NOTE: This initial proposal has been supplanted by an updated plan.
Last week in the @cxx-interop-workgroup sync-up we discussed the plan for SwiftPM support in the Swift 5.9 release. Since then I have worked on documenting and refining the plan, and filing issues for Swift and SwiftPM. I would like to present the plan to you in this post.
Overview
Swift package manager recently gained a new Swift build setting, that allows users to enable C++ interoperability for a Swift target (PR1, PR2).
This now allows us to enable C++ interoperability for a Swift target. By default, C++ interoperability is "viral", i.e. the setting propagates to dependencies of a target if such target imports C++ code or uses C++ types in its public APIs or function bodies that can be inlined.
To prevent the "virality" of this build setting, we are going to recommend users to use @_implementationOnly import
when importing C++ code into Swift, and to avoid exposing C++ types in the public APIs of a Swift target that uses C++ interoperability.
This will then allow users to enable C++ interoperability in a single target, which means that they can distribute a package that exports such target without users having to opt-in into C++ interoperability. Here's a SwiftPM target diagram illustrating this scenario:
Notice that only the UsesCxxLib
target needs to enable C++ interoperability, but not the other targets.
Exposing Swift APIs to C++ is something that we won't support in Swift 5.9 in SwiftPM, as SwiftPM right now doesn't add search paths for the generated header to C++ targets that depend on a Swift target. We think that's okay, and we can have a better build story in a future release of Swift, that will allow us to expose Swift APIs to C++ from multiple SwiftPM targets.
Proposed guidance
Here's the proposed guidance we would like to document on the Swift website:
When a package intends to vend Swift APIs from a Swift target that uses C++ interoperability, the recommended approach is to:
- Enable C++ interoperability just for that target.
- Import C++ targets using
@_implementationOnly import
.- Do not use any C++ types in the public interface of the Swift target.
- Build the C++ dependencies within one package.
These guidelines ensure that the clients that consume this package and this target will not be required to enable C++ interoperability in their Swift targets, and they can still import the Swift module directly.
It’s okay to enable C++ interoperability for multiple targets within the same package, provided the targets exported by the package still follow the recommended practices above.
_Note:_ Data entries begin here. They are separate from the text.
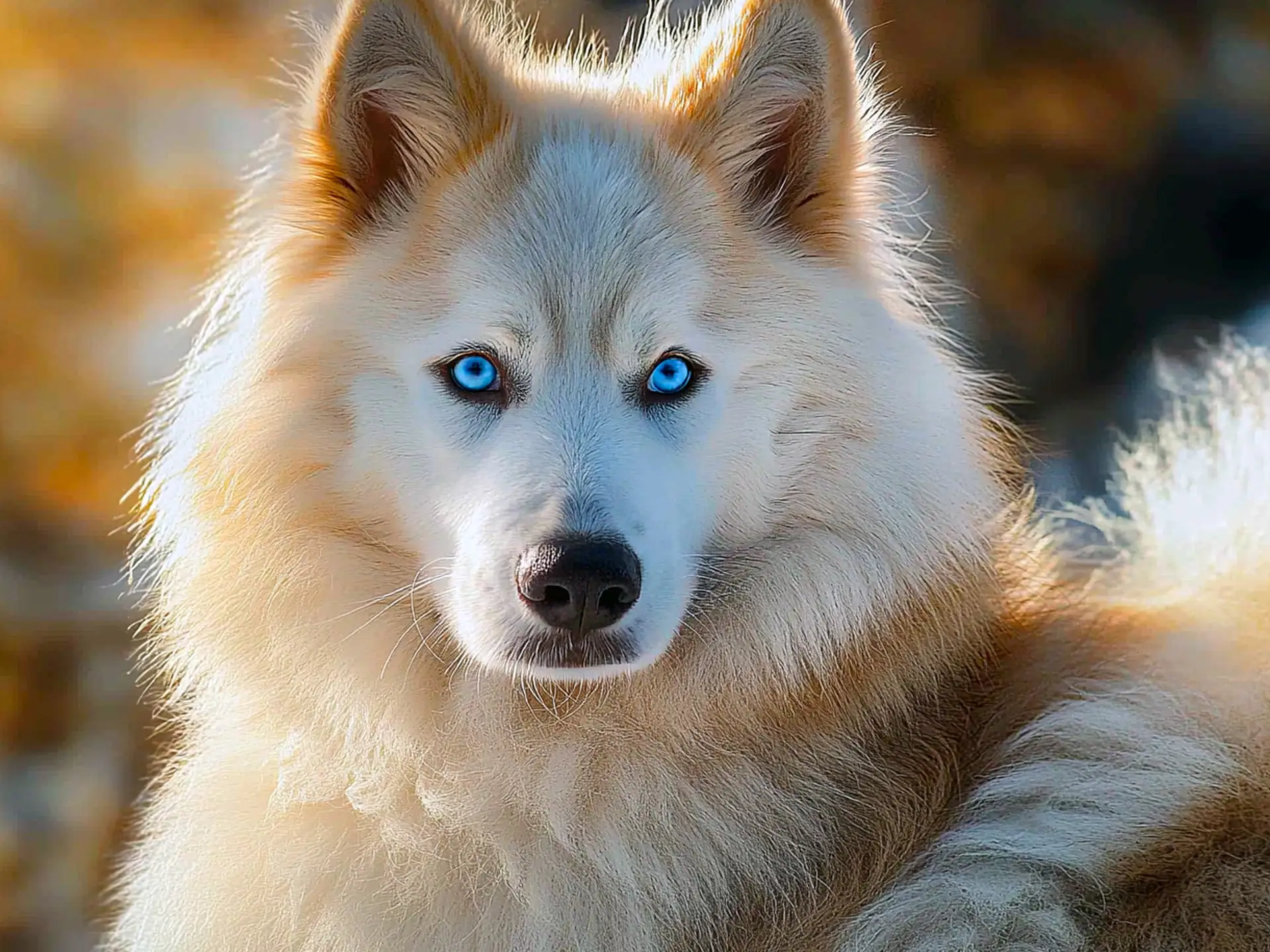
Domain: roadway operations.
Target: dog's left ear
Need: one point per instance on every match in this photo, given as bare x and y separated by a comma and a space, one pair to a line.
770, 97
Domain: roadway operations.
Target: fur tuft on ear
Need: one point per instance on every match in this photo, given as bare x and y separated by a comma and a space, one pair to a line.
769, 95
400, 98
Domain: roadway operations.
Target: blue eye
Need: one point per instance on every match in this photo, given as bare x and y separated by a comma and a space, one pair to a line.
476, 374
671, 376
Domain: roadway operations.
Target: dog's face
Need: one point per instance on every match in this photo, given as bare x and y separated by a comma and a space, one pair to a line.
545, 401
595, 339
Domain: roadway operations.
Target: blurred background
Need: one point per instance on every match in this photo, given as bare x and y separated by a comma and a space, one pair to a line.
1096, 175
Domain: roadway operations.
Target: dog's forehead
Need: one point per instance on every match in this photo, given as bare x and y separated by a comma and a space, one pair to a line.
591, 235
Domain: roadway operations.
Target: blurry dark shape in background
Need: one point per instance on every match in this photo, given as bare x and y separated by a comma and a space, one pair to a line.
1100, 171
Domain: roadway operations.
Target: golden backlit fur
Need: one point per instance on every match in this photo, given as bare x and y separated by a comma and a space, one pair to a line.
870, 698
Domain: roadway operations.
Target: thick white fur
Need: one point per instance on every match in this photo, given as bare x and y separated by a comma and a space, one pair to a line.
361, 768
1187, 531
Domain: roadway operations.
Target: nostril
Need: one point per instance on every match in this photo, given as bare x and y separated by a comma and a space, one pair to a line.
579, 583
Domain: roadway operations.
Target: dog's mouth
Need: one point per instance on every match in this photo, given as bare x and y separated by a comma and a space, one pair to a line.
563, 654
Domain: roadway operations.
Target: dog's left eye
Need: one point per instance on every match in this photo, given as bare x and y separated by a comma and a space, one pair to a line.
672, 375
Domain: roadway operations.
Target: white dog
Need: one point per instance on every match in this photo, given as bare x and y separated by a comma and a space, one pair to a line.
573, 534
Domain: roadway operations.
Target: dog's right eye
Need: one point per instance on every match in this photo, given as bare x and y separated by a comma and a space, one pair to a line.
476, 374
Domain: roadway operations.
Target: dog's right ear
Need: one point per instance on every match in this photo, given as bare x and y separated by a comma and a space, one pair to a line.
400, 98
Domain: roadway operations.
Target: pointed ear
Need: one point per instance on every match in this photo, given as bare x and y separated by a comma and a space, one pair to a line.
769, 95
402, 95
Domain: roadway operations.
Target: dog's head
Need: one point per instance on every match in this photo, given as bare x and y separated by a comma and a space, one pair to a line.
603, 353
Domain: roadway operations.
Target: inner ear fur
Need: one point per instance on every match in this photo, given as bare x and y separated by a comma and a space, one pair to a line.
403, 95
767, 93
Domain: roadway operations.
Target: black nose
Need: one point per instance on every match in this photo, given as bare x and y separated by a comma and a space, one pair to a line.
579, 584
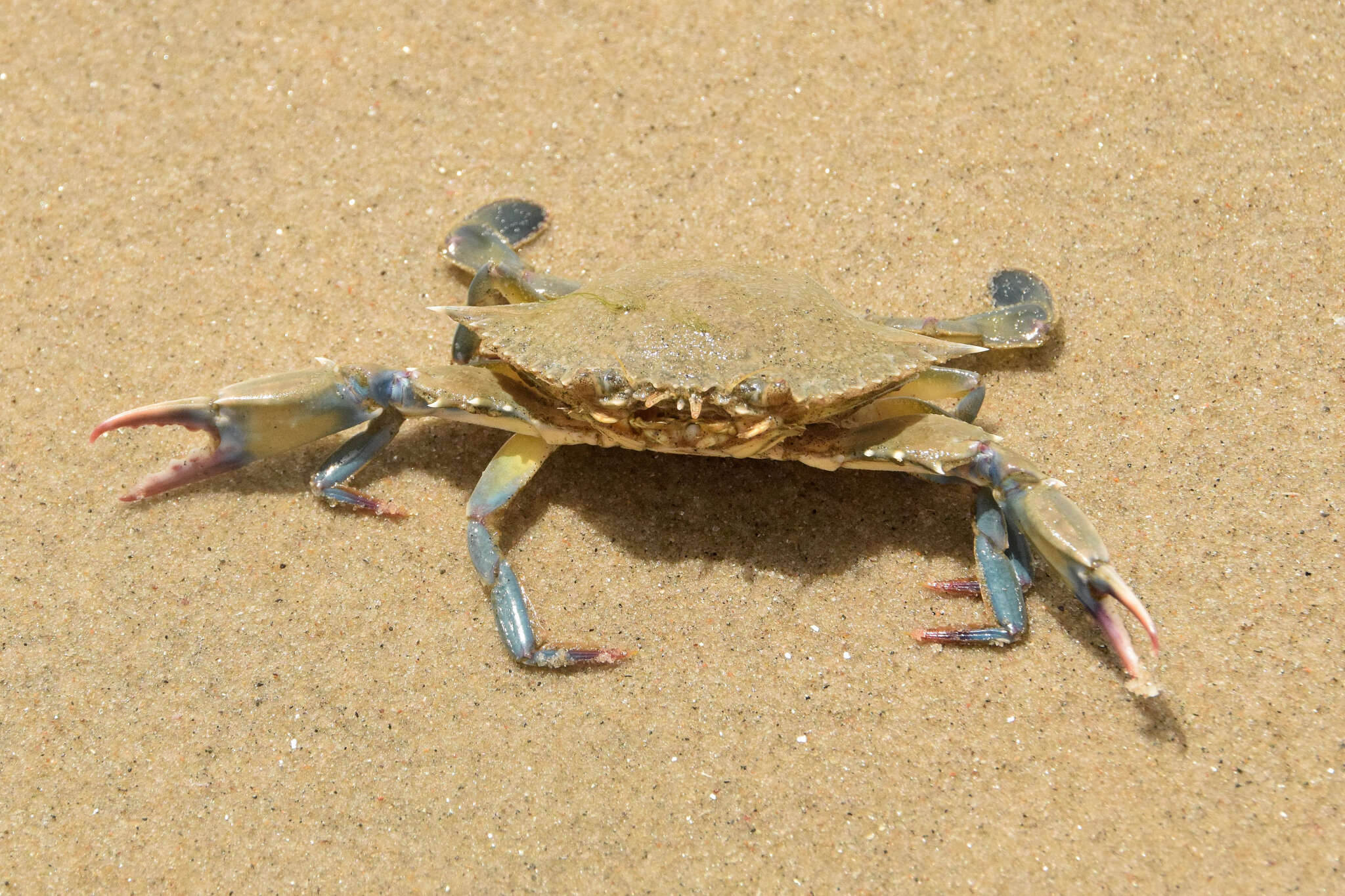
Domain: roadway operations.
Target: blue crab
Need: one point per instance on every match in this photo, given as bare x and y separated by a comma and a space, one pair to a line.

You don’t need to bump the package’s major version if you follow the recommended approach.
Creating a package that does vend C++ APIs (it either exposes a C++ target, or a Swift target that uses C++ types in its public API and/or doesn’t use
@_implementationOnly
to import C++ targets) will force clients to enable C++ interoperability in their Swift targets. Therefore this approach is not recommended by default. However, if you’d like to make such a package, please follow these guidelines:
- If it’s an existing package, bump up the major version. Forcing clients to enable C++ interoperability is a breaking change!
- Don’t distribute such package to a wide audience. Ideally such package would be only consumed directly by another package controlled by the same package authors that doesn’t force its clients to enable C++ interoperability.
- Explicitly inform clients that they have to enable C++ interoperability when depending on targets from such package.
Note: Using Swift APIs in C++ is not yet something that’s supported in Swift package manager. Right now you can only import C++ APIs into Swift when using SwiftPM.
Getting there
Unfortunately there's still some bug fixes that need to be done in order to make the proposed plan work in Swift 5.9. It's tracked in our C++ interoperability 5.9 tracking issue, but here's the summary:
Compiler fixes required:
SwiftPM fixes required:
- [C++ interop] A Swift executable target that depends on a Swift library target that enables C++ interop should tell Swift to link using clang++, even when C++ interop is not enabled in the executable target swift-package-manager#6564
- [C++ interop] c++ language standard is not passed to Swift's clang importer when C++ interop is enabled swift-package-manager#6565
Summary
We plan to provide support for using C++ APIs in Swift in SwiftPM projects in Swift 5.9, in a way that does not require package vendors to force clients to enable C++ interoperability. The C++ interoperability workgroup will provide an example of a SwiftPM package that uses C++ interoperability on Github as well, and will document the guidance to SwiftPM users and package authors on swift.org .
Please let us know what you think of the proposed plan.